More Jam Session Etiquette...

Clearly I touched a nerve with my last post.

A few more contributions to the proper etiquette of sitting in on a jam session from bassist Carlo Petrovitch (someone who's seen it all...)

25. Don't call a tune that you don't actually have a clue how to play.

26. If you don't know a tune; don't suggest that you'll play it from ear when you actually cannot play by ear.

27. If you don't know a tune; don't suggest that you'll read the chart when you have no idea how to read or transpose music at sight.

28. When you get lost in the changes and eventually stop soloing 10 measures short, don't look at the bass player to some how fix your awkward silence.

29. After a bass solo, play the melody out. If you're not paying attention to the form and forget to come in; don't ask the bassist if they are done soloing 10 bars into the form when it's clear that they where finished 10 bars ago.

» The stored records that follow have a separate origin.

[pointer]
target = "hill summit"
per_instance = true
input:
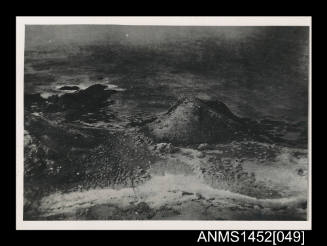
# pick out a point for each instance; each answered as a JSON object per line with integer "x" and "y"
{"x": 193, "y": 120}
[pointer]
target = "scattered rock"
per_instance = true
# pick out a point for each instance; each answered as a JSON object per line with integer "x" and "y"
{"x": 203, "y": 146}
{"x": 200, "y": 155}
{"x": 69, "y": 88}
{"x": 167, "y": 148}
{"x": 185, "y": 193}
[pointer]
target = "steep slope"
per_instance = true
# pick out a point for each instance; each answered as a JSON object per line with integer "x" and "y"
{"x": 192, "y": 120}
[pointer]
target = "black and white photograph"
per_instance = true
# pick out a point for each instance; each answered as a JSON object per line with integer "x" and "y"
{"x": 164, "y": 122}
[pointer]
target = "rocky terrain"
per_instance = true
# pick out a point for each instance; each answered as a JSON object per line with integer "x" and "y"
{"x": 197, "y": 159}
{"x": 166, "y": 123}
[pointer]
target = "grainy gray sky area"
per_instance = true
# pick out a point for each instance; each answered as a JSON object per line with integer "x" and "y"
{"x": 138, "y": 35}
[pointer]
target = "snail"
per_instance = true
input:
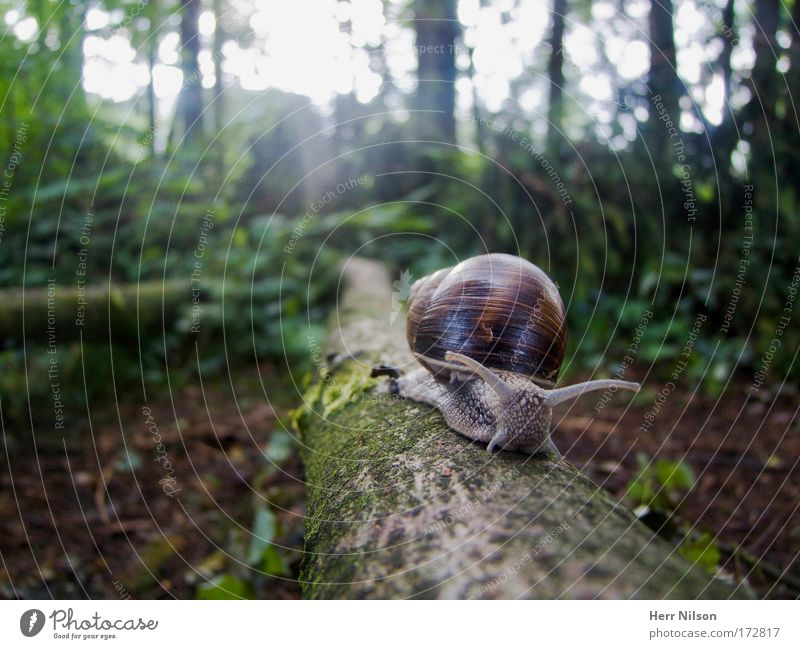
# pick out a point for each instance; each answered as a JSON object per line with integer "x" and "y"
{"x": 490, "y": 334}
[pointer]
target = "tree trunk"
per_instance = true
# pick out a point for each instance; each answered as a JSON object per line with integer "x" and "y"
{"x": 152, "y": 105}
{"x": 663, "y": 81}
{"x": 401, "y": 506}
{"x": 437, "y": 27}
{"x": 191, "y": 97}
{"x": 555, "y": 74}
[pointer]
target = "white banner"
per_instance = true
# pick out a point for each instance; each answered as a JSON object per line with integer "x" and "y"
{"x": 399, "y": 624}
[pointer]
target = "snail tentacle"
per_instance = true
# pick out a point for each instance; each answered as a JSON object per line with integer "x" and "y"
{"x": 559, "y": 395}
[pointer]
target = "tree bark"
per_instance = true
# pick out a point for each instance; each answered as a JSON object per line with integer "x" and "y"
{"x": 437, "y": 27}
{"x": 663, "y": 80}
{"x": 555, "y": 73}
{"x": 400, "y": 506}
{"x": 191, "y": 97}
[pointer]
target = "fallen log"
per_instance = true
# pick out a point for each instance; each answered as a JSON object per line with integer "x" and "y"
{"x": 400, "y": 506}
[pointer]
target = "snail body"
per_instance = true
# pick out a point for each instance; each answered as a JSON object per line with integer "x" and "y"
{"x": 490, "y": 334}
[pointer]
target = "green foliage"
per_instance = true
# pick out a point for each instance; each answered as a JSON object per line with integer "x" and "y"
{"x": 657, "y": 493}
{"x": 256, "y": 556}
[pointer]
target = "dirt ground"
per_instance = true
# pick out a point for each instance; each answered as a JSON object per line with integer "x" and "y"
{"x": 83, "y": 518}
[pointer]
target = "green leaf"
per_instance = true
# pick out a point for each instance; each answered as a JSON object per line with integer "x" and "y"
{"x": 273, "y": 563}
{"x": 675, "y": 474}
{"x": 262, "y": 533}
{"x": 224, "y": 587}
{"x": 280, "y": 447}
{"x": 702, "y": 551}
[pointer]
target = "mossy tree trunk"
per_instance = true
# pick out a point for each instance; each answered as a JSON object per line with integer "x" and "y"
{"x": 400, "y": 506}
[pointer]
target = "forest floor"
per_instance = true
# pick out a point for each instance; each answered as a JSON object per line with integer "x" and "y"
{"x": 98, "y": 524}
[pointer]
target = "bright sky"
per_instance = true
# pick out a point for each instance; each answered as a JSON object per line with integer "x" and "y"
{"x": 299, "y": 47}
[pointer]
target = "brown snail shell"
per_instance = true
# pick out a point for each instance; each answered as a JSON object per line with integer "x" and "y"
{"x": 500, "y": 310}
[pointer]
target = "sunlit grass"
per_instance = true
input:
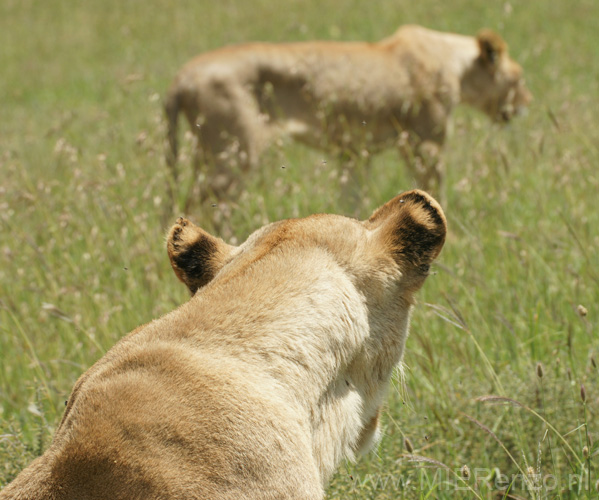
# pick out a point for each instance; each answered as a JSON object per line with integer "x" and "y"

30. When playing a really really really fast tune don't ask the bass player to play a solo, they are to busy playing bass.

31. Having a conversion on the band stand during the bass solo isn't a good idea, especially if the leader is the bass player.

32. Call Jazz tunes at a Jazz Jam session, not pop, rock, r&b, rap, space age funk or any combination thereof and expect anyone to know them.

33. If you play a horn please do not accompany behind the bass solo. If you are in the rhythm section you don’t always have to play behind the bass solo.

34. When calling a really obscure tune and the rhythm section admits to not knowing the changes; don’t reply with “Really you don’t know that tune?” Beware, the tables can turn on you in a hurry.

And finally, a wise piece of advice from trumpeter Patrick Boyle directed to those who might feel inclined to adopt a "drop in/parachute" style of sitting in on a session:

"It is also the height of lame for a jammer to play a tune and then leave the venue right away. It is polite to hang out, even for a little while, to listen to a few other players and generally contribute to a good vibe of a jam session."

1 comment:

  1. Yes. +1 on everything. It's really shocking how some people treat the bass in jam settings.